Well, it's true that if too many murders take place then a society can't survive - in fact a good sign that a society is running out of resources is generally when it starts resorting to cannibalism (because they're short of protein). However at various times, we do condone killing other groups of people eg in times of war, for sacrifice. And we also make decisions about eg when to turn off the respirator. What we don't do is allow everyone to kill whoever they like indiscriminately.

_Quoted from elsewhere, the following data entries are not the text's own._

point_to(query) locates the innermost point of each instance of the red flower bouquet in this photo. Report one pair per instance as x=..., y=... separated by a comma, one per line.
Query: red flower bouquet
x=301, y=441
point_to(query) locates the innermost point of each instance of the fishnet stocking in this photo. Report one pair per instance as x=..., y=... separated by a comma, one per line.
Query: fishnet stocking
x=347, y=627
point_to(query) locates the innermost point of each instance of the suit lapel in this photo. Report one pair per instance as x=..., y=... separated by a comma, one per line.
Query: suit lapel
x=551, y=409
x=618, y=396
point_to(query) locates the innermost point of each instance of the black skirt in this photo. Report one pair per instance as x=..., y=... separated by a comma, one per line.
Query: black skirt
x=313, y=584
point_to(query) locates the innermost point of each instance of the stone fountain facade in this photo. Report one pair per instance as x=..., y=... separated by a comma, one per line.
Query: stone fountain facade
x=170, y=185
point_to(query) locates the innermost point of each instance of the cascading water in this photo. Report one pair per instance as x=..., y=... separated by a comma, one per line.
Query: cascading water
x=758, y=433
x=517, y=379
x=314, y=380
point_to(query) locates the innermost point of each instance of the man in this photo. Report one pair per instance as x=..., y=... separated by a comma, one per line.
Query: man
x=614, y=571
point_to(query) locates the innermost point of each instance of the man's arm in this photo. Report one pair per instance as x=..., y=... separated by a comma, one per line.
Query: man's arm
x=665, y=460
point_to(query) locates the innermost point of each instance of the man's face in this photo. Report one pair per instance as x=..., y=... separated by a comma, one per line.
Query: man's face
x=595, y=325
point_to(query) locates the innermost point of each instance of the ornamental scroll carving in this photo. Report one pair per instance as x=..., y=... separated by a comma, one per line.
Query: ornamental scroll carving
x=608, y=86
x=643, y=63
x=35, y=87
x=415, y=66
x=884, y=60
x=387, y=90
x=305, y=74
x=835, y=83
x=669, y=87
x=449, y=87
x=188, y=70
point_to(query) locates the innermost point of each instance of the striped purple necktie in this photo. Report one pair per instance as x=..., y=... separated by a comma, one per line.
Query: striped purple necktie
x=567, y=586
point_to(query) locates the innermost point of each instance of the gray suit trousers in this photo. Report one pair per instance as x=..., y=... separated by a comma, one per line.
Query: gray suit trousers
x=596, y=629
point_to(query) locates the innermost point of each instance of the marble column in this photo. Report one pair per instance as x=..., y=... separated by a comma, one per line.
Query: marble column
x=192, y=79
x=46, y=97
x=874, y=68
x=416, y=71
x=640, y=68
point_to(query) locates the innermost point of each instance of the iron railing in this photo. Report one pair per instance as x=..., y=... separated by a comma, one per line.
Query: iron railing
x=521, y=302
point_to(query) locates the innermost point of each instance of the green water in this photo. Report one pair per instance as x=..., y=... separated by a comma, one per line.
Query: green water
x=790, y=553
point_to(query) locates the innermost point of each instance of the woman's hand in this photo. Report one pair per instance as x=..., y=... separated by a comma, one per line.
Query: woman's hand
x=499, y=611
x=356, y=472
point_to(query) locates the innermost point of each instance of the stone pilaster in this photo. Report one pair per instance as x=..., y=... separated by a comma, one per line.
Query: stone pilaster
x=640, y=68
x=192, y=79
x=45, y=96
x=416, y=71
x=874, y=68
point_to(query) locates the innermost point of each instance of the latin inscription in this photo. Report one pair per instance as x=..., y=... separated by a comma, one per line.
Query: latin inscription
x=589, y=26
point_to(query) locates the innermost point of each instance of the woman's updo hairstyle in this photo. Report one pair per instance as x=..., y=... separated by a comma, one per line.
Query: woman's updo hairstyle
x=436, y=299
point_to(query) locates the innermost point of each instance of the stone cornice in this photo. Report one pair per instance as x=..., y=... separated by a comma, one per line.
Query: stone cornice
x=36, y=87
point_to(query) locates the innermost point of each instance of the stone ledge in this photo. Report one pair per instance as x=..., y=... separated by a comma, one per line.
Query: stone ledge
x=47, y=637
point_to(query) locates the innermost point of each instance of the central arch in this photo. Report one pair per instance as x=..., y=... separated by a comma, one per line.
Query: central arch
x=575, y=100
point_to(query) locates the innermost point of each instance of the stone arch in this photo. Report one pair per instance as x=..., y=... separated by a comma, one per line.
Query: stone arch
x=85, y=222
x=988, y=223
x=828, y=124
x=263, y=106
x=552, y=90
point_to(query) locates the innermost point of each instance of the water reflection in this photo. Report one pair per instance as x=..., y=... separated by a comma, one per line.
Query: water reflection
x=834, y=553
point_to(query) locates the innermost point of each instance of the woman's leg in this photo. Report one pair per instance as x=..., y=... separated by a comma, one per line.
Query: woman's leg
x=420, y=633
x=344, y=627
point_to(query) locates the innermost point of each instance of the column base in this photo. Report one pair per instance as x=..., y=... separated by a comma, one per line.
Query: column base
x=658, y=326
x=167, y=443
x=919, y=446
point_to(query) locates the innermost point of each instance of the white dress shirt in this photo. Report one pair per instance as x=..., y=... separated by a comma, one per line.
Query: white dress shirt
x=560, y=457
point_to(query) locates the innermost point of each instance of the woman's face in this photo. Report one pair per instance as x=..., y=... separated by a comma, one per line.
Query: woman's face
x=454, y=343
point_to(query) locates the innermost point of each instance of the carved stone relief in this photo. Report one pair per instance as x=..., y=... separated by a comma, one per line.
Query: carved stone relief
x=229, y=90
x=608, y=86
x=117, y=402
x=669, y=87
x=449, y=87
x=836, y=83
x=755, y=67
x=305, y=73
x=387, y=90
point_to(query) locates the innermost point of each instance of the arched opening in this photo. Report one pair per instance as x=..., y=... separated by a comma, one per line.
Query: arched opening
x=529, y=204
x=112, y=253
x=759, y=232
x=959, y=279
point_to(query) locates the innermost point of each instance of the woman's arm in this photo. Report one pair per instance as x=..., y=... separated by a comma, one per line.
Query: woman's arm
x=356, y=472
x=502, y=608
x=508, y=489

Anyway, I do recommend Hrdy's book which covers both humans and other primates (LM, you do realise we are primates!). For example, she states that women are unique among primates that, like us, produce only one baby at a time, in that they actually kill their own babies. "When women cause someone else's death (through sins of omission as well as commission), that person is most likely to be her own newborn baby...Infanticide is hardly unique to humans, and it is widely documented among primates, both human and nonhuman. But in other primates [which produce only one baby], the killer is almost always an unrelated individual, never the mother." p. 179
"Almost all infanticide in traditional societies occurs right after birth, and is conceptually identical to late-stage abortion. Neonaticide is favoured over abortion becuase infanticide is safer for the mother. The situation is reversed for societies with Western medicine. Abortion - especially in the early stages of pregnancy - is safer for the mother than giving birth is." p 470
And this statistic from Papua New Guinea - for the Eipo, infanticide accounted for 430 out of a thousand infant deaths. However the death rate of the survivours - 50 per thousand - was far lower than in other developing nations. And this was a maternal decision, not forced on the mother by males in the society, as the anecdote about a mother who intended to leave her 3rd child (a girl) to die but decided to keep her (p. 455).
The point at which we decide a child has a right to life is arbitrary - conception, 24wks or birth or even later. Conception has no more necessary moral validity than birth. It is up to society to decide where that point is, and that will depend on lots of different factors, including, perhaps, the success of modern medicine in giving premature babies a good chance of a happy life, but also the costs associated with childbirth itself.
Finally, my point re eating cows is that we do decide that cows have less right to life than humans - but there's no obvious moral reason for that. We make these distinctions between species, but we also make them between different groups of humans. For some groups (humans and animals), we put a lower value of life. Unpleasant but true.